About Syslog

System logging is a method of collecting messages from devices to a server running a syslog daemon. Logging to a central syslog server helps in aggregation of logs and alerts. Cisco devices can send their log messages to a UNIX-style syslog service. A syslog service accepts messages and stores them in files, or prints them according to a simple configuration file. This form of logging provides protected long-term storage for logs. Logs are useful both in routine troubleshooting and in incident handling.

System Logs for Firepower Threat Defense

Logs Related To

Details

Configure In

Device and system health, network configuration

This syslog configuration generates messages for features running on the data plane, that is, features that are defined in the CLI configuration that you can view with the show running-config command. This includes features such as routing, VPN, data interfaces, DHCP server, NAT, and so forth. Data plane syslog messages are numbered, and they are the same as those generated by devices running ASA software. However, Firepower Threat Defense does not necessarily generate every message type that is available for ASA Software. For information on these messages, see Cisco Firepower Threat Defense Syslog Messages at https://www.cisco.com/c/en/us/td/docs/security/firepower/Syslogs/b_fptd_syslog_guide.html. This configuration is explained in the following topics.

Platform Settings

Security events

This syslog configuration generates alerts for file and malware, connection, Security Intelligence, and intrusion events. For details, see About Sending Syslog Messages for Security Events and subtopics.
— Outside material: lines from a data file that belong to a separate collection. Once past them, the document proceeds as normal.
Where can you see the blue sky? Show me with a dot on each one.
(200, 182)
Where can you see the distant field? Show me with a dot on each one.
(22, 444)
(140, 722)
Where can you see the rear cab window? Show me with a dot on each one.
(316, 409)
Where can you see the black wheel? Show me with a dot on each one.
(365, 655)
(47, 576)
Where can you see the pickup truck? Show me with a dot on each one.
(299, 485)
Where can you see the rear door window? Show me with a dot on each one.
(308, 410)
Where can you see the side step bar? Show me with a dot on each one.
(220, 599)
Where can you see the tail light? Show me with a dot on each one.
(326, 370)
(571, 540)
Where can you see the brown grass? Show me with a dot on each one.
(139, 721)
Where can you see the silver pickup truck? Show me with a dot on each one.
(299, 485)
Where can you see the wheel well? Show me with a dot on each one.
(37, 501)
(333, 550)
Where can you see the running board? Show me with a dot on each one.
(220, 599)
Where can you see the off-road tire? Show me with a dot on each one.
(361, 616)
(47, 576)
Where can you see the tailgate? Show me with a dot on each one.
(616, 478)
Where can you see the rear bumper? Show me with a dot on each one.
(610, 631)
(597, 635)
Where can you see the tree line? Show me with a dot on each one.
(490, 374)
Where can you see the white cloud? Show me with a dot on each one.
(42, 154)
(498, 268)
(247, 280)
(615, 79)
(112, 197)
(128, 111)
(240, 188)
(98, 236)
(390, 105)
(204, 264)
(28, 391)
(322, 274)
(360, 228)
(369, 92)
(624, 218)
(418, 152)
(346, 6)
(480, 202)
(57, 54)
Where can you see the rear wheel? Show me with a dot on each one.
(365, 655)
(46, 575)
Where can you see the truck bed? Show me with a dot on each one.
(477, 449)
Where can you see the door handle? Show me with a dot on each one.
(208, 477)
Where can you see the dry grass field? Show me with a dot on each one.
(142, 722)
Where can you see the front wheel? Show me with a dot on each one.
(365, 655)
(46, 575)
Platform Settings and the Logging in an access control policy

(All devices)

Policies, rules, and events

This syslog configuration generates alerts for access control rules, intrusion rules, and other advanced services as described in Configurations Supporting Alert Responses. These messages are not numbered. For information on configuring this type of syslog, see Creating a Syslog Alert Response.

Alert Responses and the Logging in an access control policy

You can configure more than one syslog server, and control the messages and events sent to each server. You can also configure different destinations, such as console, email, internal buffer, and so forth.